Manipulating large Wordlists & Dictionary files
Manipulating large Wordlists & Dictionary files
Manipulating large wordlists
If you have ever tried to manipulate a large file to remove duplicates and junk, you have probably spent a lot of time and realized that Excel does NOT like that.
A very good way to do it is to use TextWrangler.
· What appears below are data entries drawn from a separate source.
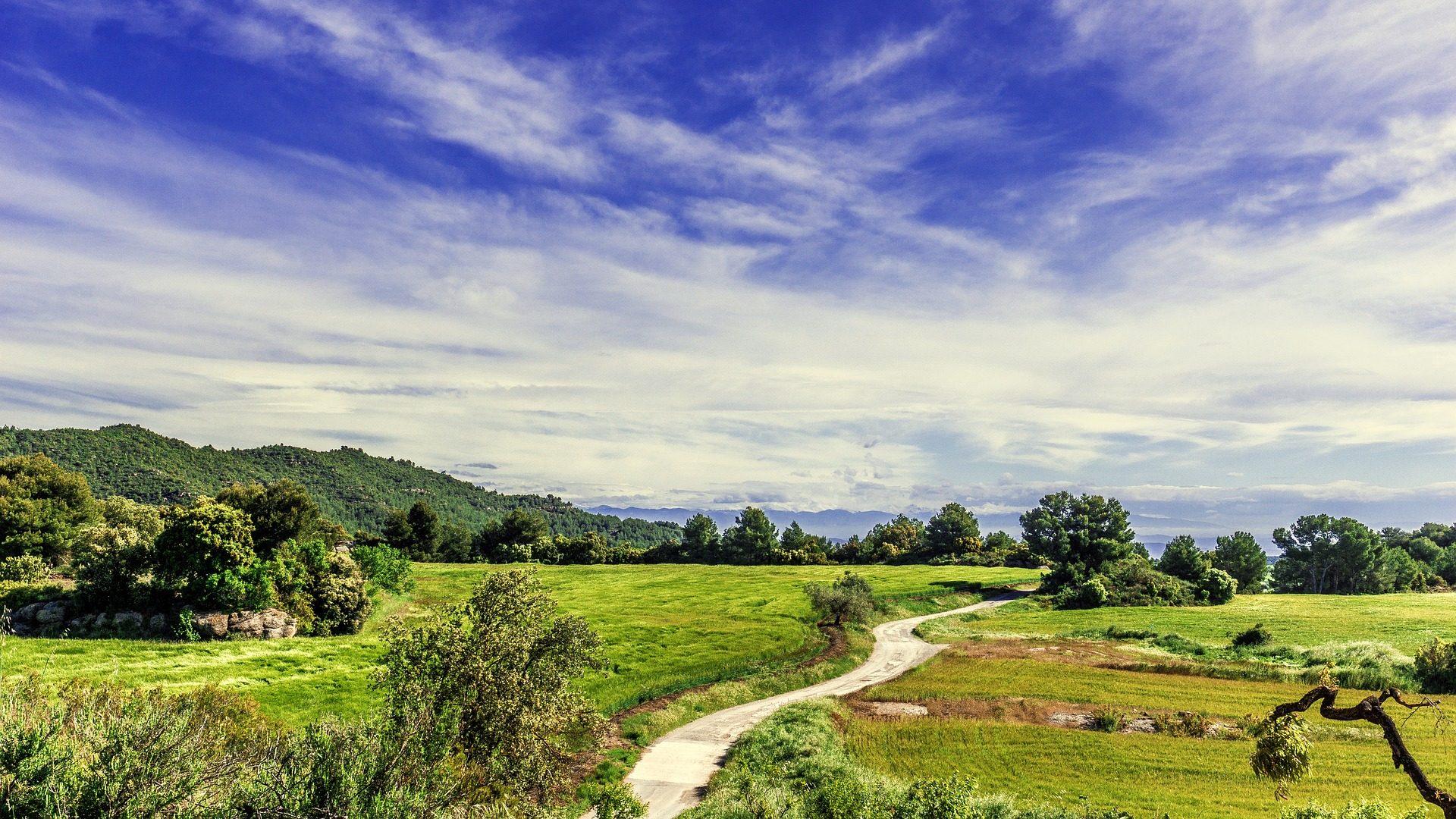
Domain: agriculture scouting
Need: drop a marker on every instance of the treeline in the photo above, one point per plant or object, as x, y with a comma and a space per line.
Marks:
350, 485
251, 547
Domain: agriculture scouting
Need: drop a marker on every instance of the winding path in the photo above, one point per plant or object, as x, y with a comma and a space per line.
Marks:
674, 770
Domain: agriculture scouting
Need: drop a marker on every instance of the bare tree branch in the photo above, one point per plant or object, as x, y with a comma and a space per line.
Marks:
1372, 710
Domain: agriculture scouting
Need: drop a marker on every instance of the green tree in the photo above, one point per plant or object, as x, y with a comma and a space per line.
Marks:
1081, 535
206, 553
1244, 558
701, 541
109, 557
424, 531
280, 510
848, 599
41, 507
1327, 556
800, 548
514, 538
952, 531
752, 539
894, 539
1183, 558
494, 681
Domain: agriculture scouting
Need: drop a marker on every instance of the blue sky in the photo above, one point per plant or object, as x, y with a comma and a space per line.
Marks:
865, 256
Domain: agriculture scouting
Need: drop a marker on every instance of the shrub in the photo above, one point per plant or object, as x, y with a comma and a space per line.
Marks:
24, 569
204, 551
1087, 595
1351, 811
1109, 719
383, 566
1253, 637
1436, 667
848, 599
340, 601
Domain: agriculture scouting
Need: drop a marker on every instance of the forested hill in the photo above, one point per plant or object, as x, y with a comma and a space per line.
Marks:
351, 485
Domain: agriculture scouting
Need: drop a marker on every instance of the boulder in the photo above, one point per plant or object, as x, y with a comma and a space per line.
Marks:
210, 624
52, 613
268, 624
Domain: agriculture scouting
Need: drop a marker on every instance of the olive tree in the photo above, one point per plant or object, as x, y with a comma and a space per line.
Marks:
1282, 748
491, 681
848, 599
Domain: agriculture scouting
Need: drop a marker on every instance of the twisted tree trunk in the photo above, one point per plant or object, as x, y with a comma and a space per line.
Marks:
1372, 710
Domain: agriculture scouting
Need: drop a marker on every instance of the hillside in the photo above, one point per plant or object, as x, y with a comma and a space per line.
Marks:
351, 485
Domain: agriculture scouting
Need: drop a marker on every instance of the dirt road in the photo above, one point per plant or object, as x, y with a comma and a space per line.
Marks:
676, 768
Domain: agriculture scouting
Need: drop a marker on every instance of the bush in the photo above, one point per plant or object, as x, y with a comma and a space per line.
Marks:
340, 602
1087, 595
1253, 637
1351, 811
24, 569
1218, 586
383, 566
1436, 667
1109, 719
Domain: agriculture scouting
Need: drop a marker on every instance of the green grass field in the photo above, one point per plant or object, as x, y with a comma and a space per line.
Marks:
1405, 621
1149, 774
1144, 774
666, 627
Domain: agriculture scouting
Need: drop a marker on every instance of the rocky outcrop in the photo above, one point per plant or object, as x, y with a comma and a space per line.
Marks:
49, 620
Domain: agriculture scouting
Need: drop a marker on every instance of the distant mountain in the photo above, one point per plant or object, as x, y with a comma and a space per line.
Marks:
351, 485
840, 523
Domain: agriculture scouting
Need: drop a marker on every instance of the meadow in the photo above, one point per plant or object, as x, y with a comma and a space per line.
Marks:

TextWrangler is a free app by BareBones Software that can do that for you in almost no time.
You can download TextWrangler from here
How To remove duplicates:
Open the file , then open the tab “#!” and use one of the preloaded filters.
How To remove lines longer than xx characters:
Tab “Text”
Select “Process Line Containing”
Select “Use Grep”
Select one of more of the options wanted
“Copy to clipboard, Copy to new document, etc etc ....”
To remove line longer than 63 characters
type in the box .{63,}
How To Count Occurrences
Open TextWrangler
Download this file Count Occurrences.pl and save it on the Desktop
In TextWrangler, in the tab #! , click on “Unix Filters” Then on “Open Filters Folder”
Drag the file “Count Occurences.pl” into the Folder
You have now a Filter “Count Occurrences”
The filter will count the occurrences of a word , just just need to sort and reverse the sorting to have the list sorted by the number of occurrences or , in fact , having a file sorted the smart way.